Flexible work practices benefit recruitment and retention in regional and national government organisations, a senior minister in the Irish government told delegates at Telework 2000.
Noel Treacy, minister for science, technology and e-work, said the Irish civil service had enjoyed greater staff loyalty since teleworking schemes were first introduced 20 years ago.
But it has only been in the past two years that the benefits of teleworking have been measured as part of the Irish government’s e-work awareness campaign, which encourages industry to lead by example and adopt telework practices.
The Irish civil service’s workforce of about 3,000 are now involved in job-sharing schemes made possible by telework.
It has also pioneered a term-time leave scheme for parents looking after children or dependent adults, which allows them 10-13 week breaks each year.

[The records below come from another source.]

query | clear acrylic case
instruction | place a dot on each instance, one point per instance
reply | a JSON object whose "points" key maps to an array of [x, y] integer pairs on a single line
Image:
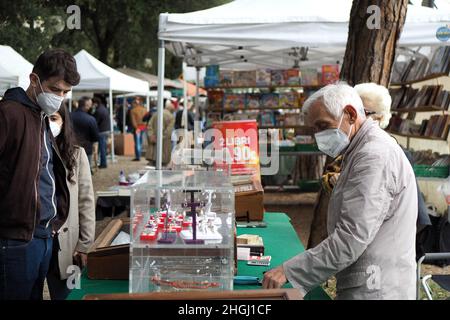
{"points": [[166, 252]]}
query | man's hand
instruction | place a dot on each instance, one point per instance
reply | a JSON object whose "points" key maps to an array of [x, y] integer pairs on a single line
{"points": [[274, 279], [81, 257]]}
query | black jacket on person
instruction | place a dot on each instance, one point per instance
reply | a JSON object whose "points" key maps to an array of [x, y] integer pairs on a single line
{"points": [[102, 117], [179, 120], [86, 129], [32, 174]]}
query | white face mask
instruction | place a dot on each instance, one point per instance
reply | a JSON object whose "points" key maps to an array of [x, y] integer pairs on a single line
{"points": [[333, 141], [55, 128], [49, 102]]}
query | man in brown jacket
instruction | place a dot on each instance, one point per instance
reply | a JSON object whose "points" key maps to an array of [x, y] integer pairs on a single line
{"points": [[137, 114], [34, 196]]}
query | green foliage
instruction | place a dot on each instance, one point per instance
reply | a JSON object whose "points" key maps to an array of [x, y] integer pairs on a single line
{"points": [[119, 33]]}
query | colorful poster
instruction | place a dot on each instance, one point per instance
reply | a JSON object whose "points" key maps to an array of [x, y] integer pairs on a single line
{"points": [[263, 77], [239, 146]]}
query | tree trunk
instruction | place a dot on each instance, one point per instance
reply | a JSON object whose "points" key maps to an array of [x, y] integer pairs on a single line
{"points": [[369, 57]]}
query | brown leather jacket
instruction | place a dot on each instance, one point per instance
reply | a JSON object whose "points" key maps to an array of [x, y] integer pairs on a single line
{"points": [[21, 136]]}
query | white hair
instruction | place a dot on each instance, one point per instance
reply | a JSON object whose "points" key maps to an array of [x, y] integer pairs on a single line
{"points": [[335, 97], [376, 98]]}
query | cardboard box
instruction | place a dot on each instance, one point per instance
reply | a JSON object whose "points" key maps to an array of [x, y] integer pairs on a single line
{"points": [[106, 261], [124, 144], [249, 201]]}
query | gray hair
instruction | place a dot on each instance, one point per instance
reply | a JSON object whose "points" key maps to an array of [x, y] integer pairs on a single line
{"points": [[376, 98], [335, 97]]}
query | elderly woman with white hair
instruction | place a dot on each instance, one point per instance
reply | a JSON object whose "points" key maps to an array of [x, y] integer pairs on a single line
{"points": [[377, 103], [372, 211]]}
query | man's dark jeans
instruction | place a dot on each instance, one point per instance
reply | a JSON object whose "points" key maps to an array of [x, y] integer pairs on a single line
{"points": [[23, 268], [102, 148], [138, 140]]}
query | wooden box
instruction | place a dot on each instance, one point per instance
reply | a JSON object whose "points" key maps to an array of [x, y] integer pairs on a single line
{"points": [[106, 261], [249, 201]]}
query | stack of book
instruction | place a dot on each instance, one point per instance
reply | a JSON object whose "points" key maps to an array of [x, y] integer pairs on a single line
{"points": [[428, 96], [419, 66], [435, 127], [217, 99], [440, 63], [268, 78]]}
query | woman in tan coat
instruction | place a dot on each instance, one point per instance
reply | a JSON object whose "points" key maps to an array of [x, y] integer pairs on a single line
{"points": [[78, 233], [168, 125]]}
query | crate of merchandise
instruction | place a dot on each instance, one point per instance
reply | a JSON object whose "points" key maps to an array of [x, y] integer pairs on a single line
{"points": [[423, 170], [287, 148]]}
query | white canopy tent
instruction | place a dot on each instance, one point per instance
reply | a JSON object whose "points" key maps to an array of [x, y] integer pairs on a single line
{"points": [[149, 94], [14, 69], [97, 76], [246, 34]]}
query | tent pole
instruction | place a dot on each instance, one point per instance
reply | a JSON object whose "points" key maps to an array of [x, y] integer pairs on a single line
{"points": [[124, 115], [112, 125], [185, 110], [197, 93], [159, 133], [197, 146], [70, 104]]}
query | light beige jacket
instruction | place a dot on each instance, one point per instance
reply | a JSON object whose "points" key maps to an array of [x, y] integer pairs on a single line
{"points": [[372, 218], [78, 233]]}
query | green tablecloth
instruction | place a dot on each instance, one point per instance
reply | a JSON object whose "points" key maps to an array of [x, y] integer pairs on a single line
{"points": [[280, 241]]}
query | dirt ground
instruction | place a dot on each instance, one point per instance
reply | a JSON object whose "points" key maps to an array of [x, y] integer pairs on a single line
{"points": [[298, 206]]}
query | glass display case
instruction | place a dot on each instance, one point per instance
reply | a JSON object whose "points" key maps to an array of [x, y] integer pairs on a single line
{"points": [[182, 231]]}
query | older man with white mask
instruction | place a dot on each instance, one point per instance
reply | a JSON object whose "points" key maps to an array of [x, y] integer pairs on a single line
{"points": [[372, 211]]}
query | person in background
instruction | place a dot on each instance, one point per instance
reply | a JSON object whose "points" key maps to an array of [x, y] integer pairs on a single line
{"points": [[180, 123], [137, 114], [85, 126], [168, 123], [71, 244], [101, 115], [372, 211], [34, 194], [377, 103]]}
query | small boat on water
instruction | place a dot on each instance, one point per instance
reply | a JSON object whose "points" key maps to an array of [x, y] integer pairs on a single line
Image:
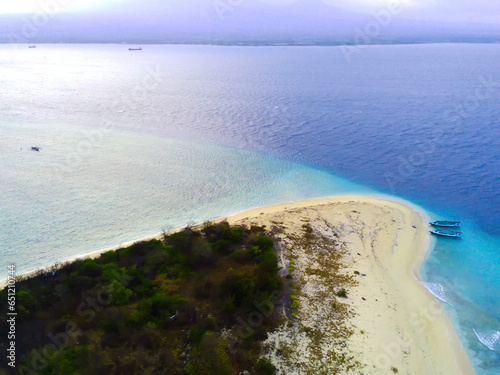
{"points": [[446, 233], [445, 223]]}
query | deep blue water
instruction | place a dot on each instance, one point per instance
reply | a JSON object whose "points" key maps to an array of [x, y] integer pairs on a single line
{"points": [[196, 132]]}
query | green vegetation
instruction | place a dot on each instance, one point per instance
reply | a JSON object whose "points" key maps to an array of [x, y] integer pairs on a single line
{"points": [[195, 302]]}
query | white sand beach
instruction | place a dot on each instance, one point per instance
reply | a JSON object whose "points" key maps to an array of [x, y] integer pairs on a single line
{"points": [[397, 323]]}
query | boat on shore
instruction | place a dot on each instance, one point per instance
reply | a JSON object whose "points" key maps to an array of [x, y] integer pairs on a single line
{"points": [[446, 233], [445, 223]]}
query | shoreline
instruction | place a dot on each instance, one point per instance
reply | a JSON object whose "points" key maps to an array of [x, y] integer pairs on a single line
{"points": [[398, 274], [419, 337]]}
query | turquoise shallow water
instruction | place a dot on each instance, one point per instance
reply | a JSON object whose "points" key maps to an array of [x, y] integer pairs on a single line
{"points": [[197, 132]]}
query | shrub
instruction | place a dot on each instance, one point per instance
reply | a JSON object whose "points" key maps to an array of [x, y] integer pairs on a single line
{"points": [[197, 332], [209, 357], [120, 294], [264, 367]]}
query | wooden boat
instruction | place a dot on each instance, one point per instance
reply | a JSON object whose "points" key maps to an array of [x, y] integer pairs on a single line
{"points": [[446, 233], [445, 223]]}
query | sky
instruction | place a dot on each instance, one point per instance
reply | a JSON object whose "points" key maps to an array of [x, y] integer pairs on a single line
{"points": [[232, 21], [480, 11]]}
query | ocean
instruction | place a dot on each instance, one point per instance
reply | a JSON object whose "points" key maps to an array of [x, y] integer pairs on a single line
{"points": [[136, 142]]}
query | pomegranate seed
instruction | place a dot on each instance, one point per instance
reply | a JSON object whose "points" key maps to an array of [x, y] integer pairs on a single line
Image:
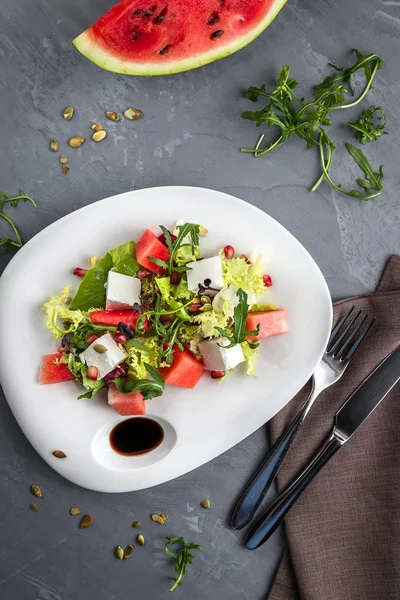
{"points": [[229, 252], [267, 280], [217, 374], [143, 273], [175, 278], [93, 373], [80, 272], [120, 338]]}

Although initially unsuccessful, the scheme took off after salaries were paid on a pro-rata basis in equal amounts split over the course of the year.
Treacy said, “Recruitment has benefited and our employees have greater control over their lives – it has also introduced more older women back into work.
“If our government does not take the lead then we have lost the argument about teleworking.”
The Irish government has introduced a code of practice to educate business leaders about introducing teleworking.
“We want to become world leaders in teleworking,” said Treacy.
Paul Cohen, founder of Surrey Workstyle, a Surrey County Council project aimed at using teleworking to free up office space, said mastering HR issues were crucial to the success of any teleworking project.
“This is a hearts and minds issue,” he said. “If people are not able to use the technology and adapt to new working practices then customer service suffers.”
Surrey’s project involves using four workstations for every five employees to cut back on office space. Surplus office space has been sold off to raise capital.